Reid walked out of the closed session on Oct. 16 and later told the Pioneer Press that he wanted no part of “actions that have been described as illegal and, more importantly, a violation of our community’s trust.”

Kelly said the decision to vacate the Civic Center was rushed and premature, arguing that the money could have been used to turn the building into a more suitable home for city government. He said the city council owes citizens a transparent process regarding the future of the Civic Center.

Kelly praised Evanston resident Mary Rosinski, who filed a review request with the Illinois Attorney General’s Office.

“If anything is going to move this town towards greater transparency and accountability right now, it is the determination and hard work of Evanston residents who care deeply about this town and take the time to work for a better Evanston,” Kelly said.
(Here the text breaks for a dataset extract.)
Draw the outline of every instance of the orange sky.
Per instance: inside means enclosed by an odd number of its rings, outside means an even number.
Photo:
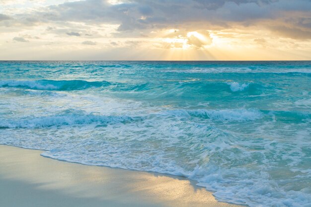
[[[308,0],[0,4],[0,60],[311,60]]]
Supporters of the move argue that its central location and proximity to public transportation are positive steps. Municipal staff said that this move will help strengthen the city center, which is in a difficult situation after the Covid-19 outbreak.

City Engineer Lara Biggs said at the council’s Jan. 22 meeting that the move was necessary to ensure the safety of staff and community members. Although renovations and repairs have been carried out while staff are still on site, Biggs said these would not reduce the cost of future work required.

The lease includes a seven-year opt-out clause that allows the city to leave if decisions are made regarding the viability of the Civic Center. Operations are expected to move to Davis Street in July.

The Morton Civic Center formerly served as a Catholic girls’ school and is named for Lorraine H. Morton, who became the city’s first Black mayor in 2009, as well as the city’s first Democrat and longest-serving mayor. Morton also previously represented the city’s 5th Ward and served as a teacher at several schools in Evanston/Skokie School District 65.

Kelly said he was “disgusted” by the city’s response, saying it looked like the city had learned nothing from the problem and was likely to violate the OMA again.

“It is worth noting that at the executive meeting on October 16 and subsequent council meetings, at least two council members (representing the city) warned the city council, interim corporate counsel, and the city manager that the discussion and action was a violation of the law. OMA,” Kelly said.